June 8th.—I went this morning to the Uffizi gallery. The entrance is from the great court of the palace, which communicates with Lung' Arno at one end, and with the Grand Ducal Piazza at the other. The gallery is in the upper story of the palace, and in the vestibule are some busts of the princes and cardinals of the Medici family,—none of them beautiful, one or two so ugly as to be ludicrous, especially one who is all but buried in his own wig. I at first travelled slowly through the whole extent of this long, long gallery, which occupies the entire length of the palace on both sides of the court, and is full of sculpture and pictures. The latter, being opposite to the light, are not seen to the best advantage; but it is the most perfect collection, in a chronological series, that I have seen, comprehending specimens of all the masters since painting began to be an art. Here are Giotto, and Cimabue, and Botticelli, and Fra Angelico, and Filippo Lippi, and a hundred others, who have haunted me in churches and galleries ever since I have been in Italy, and who ought to interest me a great deal more than they do. Occasionally to-day I was sensible of a certain degree of emotion in looking at an old picture; as, for example, by a large, dark, ugly picture of Christ hearing the cross and sinking beneath it, when, somehow or other, a sense of his agony, and the fearful wrong that mankind did (and does) its Redeemer, and the scorn of his enemies, and the sorrow of those who loved him, came knocking at any heart and got entrance there. Once more I deem it a pity that Protestantism should have entirely laid aside this mode of appealing to the religious sentiment.
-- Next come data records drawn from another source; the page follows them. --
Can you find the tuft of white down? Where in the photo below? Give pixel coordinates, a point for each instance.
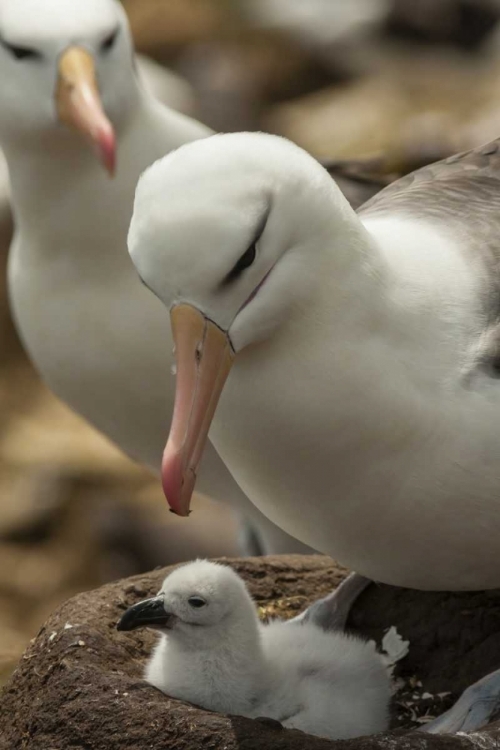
(324, 683)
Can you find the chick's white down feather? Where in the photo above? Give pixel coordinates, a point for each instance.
(222, 658)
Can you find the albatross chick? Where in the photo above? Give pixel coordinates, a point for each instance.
(215, 653)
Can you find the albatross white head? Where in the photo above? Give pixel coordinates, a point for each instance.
(64, 62)
(224, 232)
(197, 603)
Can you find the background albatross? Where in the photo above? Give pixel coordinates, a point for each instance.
(69, 88)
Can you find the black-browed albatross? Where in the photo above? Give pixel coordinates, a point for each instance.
(67, 76)
(361, 412)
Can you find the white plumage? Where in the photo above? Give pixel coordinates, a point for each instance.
(361, 351)
(215, 653)
(96, 336)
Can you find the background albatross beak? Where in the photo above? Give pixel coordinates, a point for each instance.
(79, 104)
(204, 358)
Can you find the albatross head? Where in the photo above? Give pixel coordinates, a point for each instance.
(195, 602)
(64, 63)
(221, 233)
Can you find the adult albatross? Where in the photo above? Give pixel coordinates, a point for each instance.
(71, 107)
(361, 412)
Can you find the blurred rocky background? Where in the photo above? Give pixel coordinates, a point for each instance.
(396, 82)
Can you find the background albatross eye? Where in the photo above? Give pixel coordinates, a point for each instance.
(196, 602)
(21, 53)
(109, 42)
(245, 261)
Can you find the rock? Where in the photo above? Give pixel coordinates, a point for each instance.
(79, 684)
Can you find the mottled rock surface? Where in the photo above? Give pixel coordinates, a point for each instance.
(79, 686)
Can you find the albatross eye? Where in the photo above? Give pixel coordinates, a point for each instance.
(21, 53)
(109, 42)
(196, 602)
(245, 261)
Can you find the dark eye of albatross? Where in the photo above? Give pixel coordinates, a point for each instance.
(110, 40)
(196, 602)
(21, 53)
(245, 261)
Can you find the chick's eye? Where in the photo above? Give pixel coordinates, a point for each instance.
(245, 261)
(109, 42)
(21, 53)
(196, 602)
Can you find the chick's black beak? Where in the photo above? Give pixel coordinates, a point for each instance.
(147, 614)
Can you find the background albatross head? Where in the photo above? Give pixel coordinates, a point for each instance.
(69, 66)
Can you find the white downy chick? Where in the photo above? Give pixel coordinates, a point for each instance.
(215, 653)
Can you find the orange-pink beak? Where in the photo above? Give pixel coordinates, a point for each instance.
(79, 104)
(204, 357)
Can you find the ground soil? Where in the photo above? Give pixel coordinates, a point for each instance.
(79, 685)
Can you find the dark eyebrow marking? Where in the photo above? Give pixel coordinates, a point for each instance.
(109, 40)
(248, 257)
(20, 52)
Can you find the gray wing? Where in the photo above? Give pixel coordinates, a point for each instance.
(358, 179)
(462, 193)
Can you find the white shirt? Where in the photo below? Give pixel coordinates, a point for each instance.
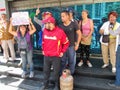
(105, 27)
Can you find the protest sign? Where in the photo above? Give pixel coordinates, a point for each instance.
(20, 18)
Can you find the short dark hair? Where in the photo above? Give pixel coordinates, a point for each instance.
(66, 12)
(114, 13)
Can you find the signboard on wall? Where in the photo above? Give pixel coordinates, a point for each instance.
(2, 6)
(20, 18)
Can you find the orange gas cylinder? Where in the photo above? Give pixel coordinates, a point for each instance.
(66, 80)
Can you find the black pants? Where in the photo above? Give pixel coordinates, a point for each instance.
(84, 49)
(56, 62)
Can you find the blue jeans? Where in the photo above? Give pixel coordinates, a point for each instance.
(69, 55)
(56, 62)
(27, 59)
(117, 82)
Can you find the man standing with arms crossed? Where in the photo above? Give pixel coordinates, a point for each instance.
(71, 29)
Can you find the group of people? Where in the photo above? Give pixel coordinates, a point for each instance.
(60, 43)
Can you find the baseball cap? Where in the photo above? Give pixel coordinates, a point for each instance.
(49, 20)
(47, 13)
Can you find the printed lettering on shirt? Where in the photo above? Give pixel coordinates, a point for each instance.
(50, 37)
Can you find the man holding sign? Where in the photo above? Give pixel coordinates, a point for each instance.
(23, 18)
(6, 39)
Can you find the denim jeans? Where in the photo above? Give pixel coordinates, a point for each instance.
(69, 55)
(117, 82)
(27, 59)
(56, 62)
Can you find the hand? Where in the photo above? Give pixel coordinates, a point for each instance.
(30, 21)
(11, 20)
(43, 52)
(61, 54)
(37, 11)
(76, 47)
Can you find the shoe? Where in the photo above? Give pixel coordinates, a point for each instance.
(113, 70)
(31, 75)
(113, 85)
(80, 63)
(43, 87)
(23, 74)
(89, 64)
(56, 88)
(51, 68)
(105, 65)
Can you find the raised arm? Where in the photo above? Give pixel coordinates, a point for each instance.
(36, 17)
(116, 32)
(31, 27)
(13, 32)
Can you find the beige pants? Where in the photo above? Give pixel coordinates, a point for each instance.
(110, 49)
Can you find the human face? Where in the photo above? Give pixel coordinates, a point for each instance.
(50, 26)
(22, 28)
(84, 14)
(64, 17)
(3, 17)
(112, 18)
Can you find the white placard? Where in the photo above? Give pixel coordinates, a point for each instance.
(20, 18)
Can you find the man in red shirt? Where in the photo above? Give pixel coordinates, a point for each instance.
(54, 44)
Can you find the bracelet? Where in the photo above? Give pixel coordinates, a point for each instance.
(36, 15)
(76, 44)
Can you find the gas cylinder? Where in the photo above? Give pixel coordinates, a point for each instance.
(66, 80)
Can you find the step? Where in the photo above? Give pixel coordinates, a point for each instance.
(91, 83)
(95, 72)
(81, 82)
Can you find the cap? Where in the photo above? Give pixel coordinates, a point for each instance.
(49, 20)
(47, 13)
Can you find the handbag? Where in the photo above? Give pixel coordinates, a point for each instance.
(105, 38)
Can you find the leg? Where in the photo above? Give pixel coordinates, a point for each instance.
(30, 61)
(87, 52)
(5, 49)
(63, 61)
(11, 47)
(24, 61)
(112, 46)
(81, 51)
(71, 55)
(56, 62)
(46, 69)
(117, 82)
(81, 55)
(105, 54)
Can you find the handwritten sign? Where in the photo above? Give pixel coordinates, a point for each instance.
(20, 18)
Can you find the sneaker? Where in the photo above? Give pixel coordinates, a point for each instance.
(113, 85)
(23, 74)
(80, 63)
(113, 70)
(43, 87)
(51, 67)
(89, 64)
(105, 65)
(56, 88)
(31, 75)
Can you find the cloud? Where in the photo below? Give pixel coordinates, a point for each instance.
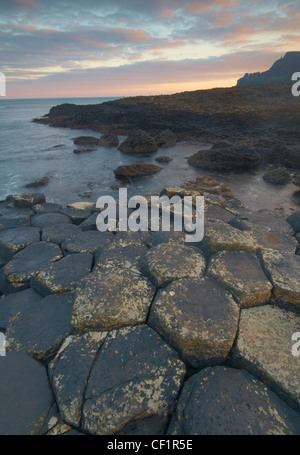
(44, 41)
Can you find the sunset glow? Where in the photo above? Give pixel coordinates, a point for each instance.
(129, 47)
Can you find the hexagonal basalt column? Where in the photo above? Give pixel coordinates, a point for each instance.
(109, 299)
(198, 318)
(241, 273)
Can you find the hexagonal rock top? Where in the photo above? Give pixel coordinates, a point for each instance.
(168, 262)
(127, 379)
(87, 242)
(198, 318)
(44, 220)
(28, 262)
(264, 348)
(110, 299)
(64, 275)
(41, 326)
(26, 199)
(14, 240)
(219, 400)
(241, 273)
(220, 236)
(25, 395)
(283, 271)
(124, 253)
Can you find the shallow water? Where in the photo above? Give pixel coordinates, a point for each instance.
(30, 151)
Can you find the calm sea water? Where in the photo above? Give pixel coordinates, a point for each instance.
(30, 151)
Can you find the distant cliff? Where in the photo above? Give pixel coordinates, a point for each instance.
(280, 71)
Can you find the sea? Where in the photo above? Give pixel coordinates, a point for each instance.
(30, 151)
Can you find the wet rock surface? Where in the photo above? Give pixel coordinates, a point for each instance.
(244, 406)
(143, 381)
(39, 328)
(198, 318)
(25, 395)
(94, 307)
(144, 308)
(241, 273)
(267, 351)
(138, 142)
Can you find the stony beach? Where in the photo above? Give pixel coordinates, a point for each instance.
(132, 333)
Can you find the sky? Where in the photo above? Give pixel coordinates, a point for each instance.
(91, 48)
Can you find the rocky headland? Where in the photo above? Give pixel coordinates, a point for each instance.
(114, 333)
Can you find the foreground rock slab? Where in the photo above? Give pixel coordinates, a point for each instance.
(226, 401)
(267, 351)
(167, 262)
(64, 275)
(138, 142)
(137, 389)
(283, 270)
(25, 395)
(41, 327)
(14, 240)
(109, 299)
(241, 273)
(69, 372)
(28, 262)
(198, 318)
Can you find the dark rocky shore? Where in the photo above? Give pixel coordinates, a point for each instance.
(143, 333)
(115, 333)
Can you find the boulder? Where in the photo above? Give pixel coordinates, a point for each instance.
(293, 157)
(280, 176)
(86, 140)
(163, 159)
(69, 372)
(264, 348)
(231, 158)
(226, 401)
(25, 395)
(13, 217)
(220, 236)
(109, 140)
(47, 207)
(28, 262)
(294, 221)
(59, 233)
(122, 253)
(41, 327)
(12, 304)
(168, 262)
(283, 270)
(166, 138)
(14, 240)
(240, 272)
(136, 170)
(81, 150)
(77, 216)
(44, 220)
(39, 182)
(64, 275)
(87, 242)
(138, 142)
(26, 199)
(133, 384)
(109, 299)
(198, 318)
(205, 184)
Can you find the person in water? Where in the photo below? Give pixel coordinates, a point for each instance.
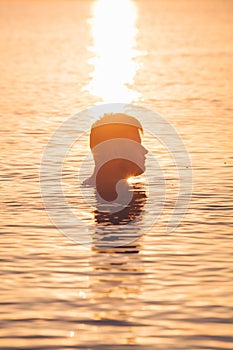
(115, 142)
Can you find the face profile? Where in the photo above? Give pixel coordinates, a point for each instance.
(115, 142)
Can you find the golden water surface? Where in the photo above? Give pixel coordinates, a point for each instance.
(170, 291)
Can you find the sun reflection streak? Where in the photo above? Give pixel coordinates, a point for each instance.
(114, 44)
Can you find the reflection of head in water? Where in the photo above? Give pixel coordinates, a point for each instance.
(115, 141)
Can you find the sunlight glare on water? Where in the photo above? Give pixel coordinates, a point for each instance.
(113, 28)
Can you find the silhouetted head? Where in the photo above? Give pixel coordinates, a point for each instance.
(115, 142)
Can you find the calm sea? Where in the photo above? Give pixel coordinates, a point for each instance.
(169, 291)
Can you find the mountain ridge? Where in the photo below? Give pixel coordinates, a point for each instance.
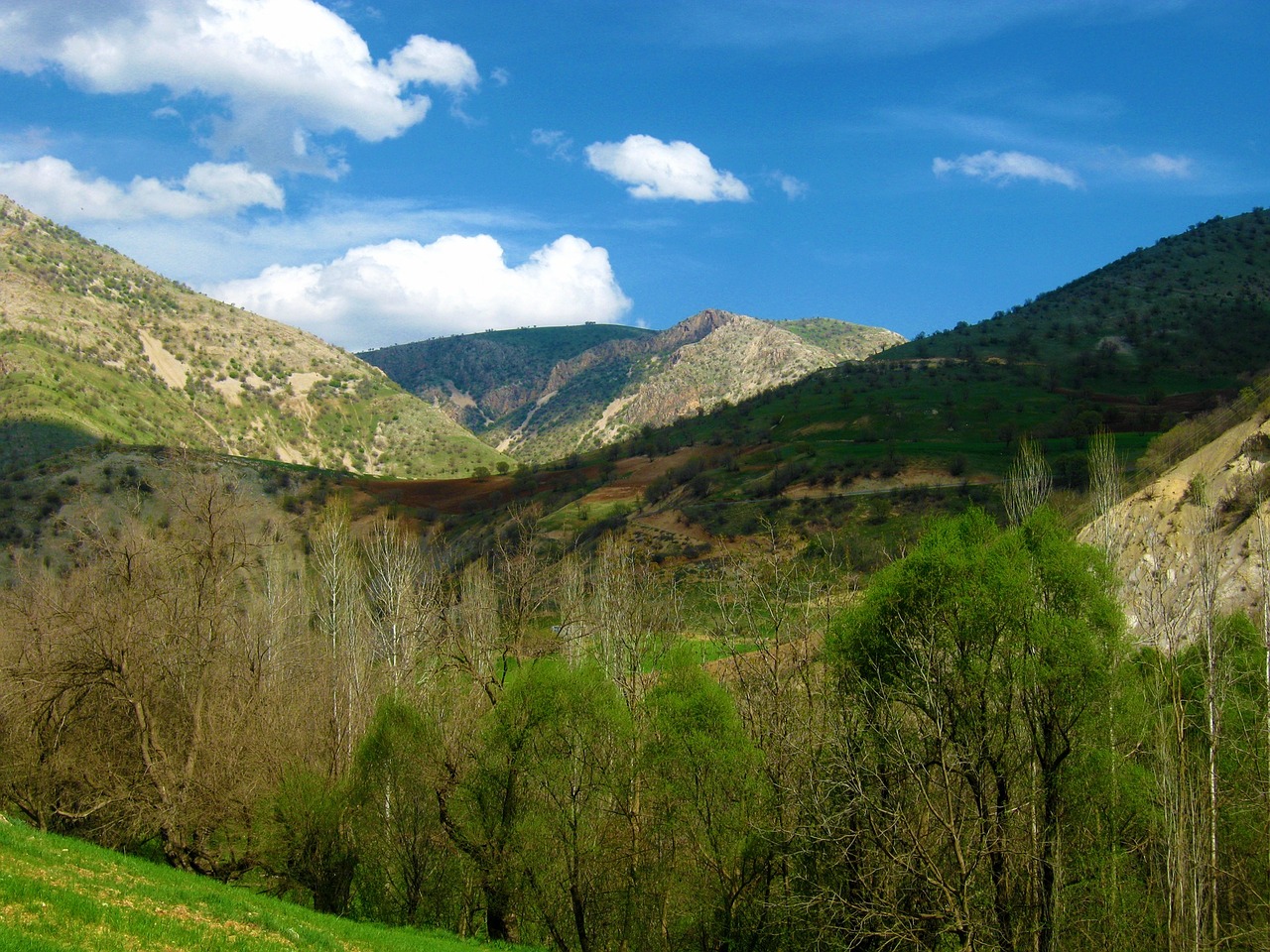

I chiefly paid attention to the sculpture, and was interested in a long series of busts of the emperors and the members of their families, and some of the great men of Rome. There is a bust of Pompey the Great, bearing not the slightest resemblance to that vulgar and unintellectual one in the gallery of the Capitol, altogether a different cast of countenance. I could not judge whether it resembled the face of the statue, having seen the latter so imperfectly in the duskiness of the hall of the Spada Palace. These, I presume, are the busts which Mr. Powers condemns, from internal evidence, as unreliable and conventional. He may be right,—and is far more likely, of course, to be right than I am,—yet there certainly seems to be character in these marble faces, and they differ as much among themselves as the same number of living faces might. The bust of Caracalla, however, which Powers excepted from his censure, certainly does give stronger assurance of its being an individual and faithful portrait than any other in the series. All the busts of Caracalla—of which I have seen many—give the same evidence of their truth; and I should like to know what it was in this abominable emperor that made him insist upon having his actual likeness perpetuated, with all the ugliness of its animal and moral character. I rather respect him for it, and still more the sculptor, whose hand, methinks, must have trembled as he wrought the bust. Generally these wicked old fellows, and their wicked wives and daughters, are not so hideous as we might expect. Messalina, for instance, has small and pretty features, though with rather a sensual development of the lower part of the face. The busts, it seemed to me, are usually superior as works of art to those in the Capitol, and either better preserved or more thoroughly restored. The bust of Nero might almost be called handsome here, though bearing his likeness unmistakably.
I wish some competent person would undertake to analyze and develop his character, and how and by what necessity—with all his elegant tastes, his love of the beautiful, his artist nature—he grew to be such a monster. Nero has never yet had justice done him, nor have any of the wicked emperors; not that I suppose them to have been any less monstrous than history represents them; but there must surely have been something in their position and circumstances to render the terrible moral disease which seized upon them so generally almost inevitable. A wise and profound man, tender and reverent of the human soul, and capable of appreciating it in its height and depth, has a great field here for the exercise of his powers. It has struck me, in reading the history of the Italian republics, that many of the tyrants, who sprung up after the destruction of their liberties, resembled the worst of the Roman emperors. The subject of Nero and his brethren has often perplexed me with vain desires to come at the truth.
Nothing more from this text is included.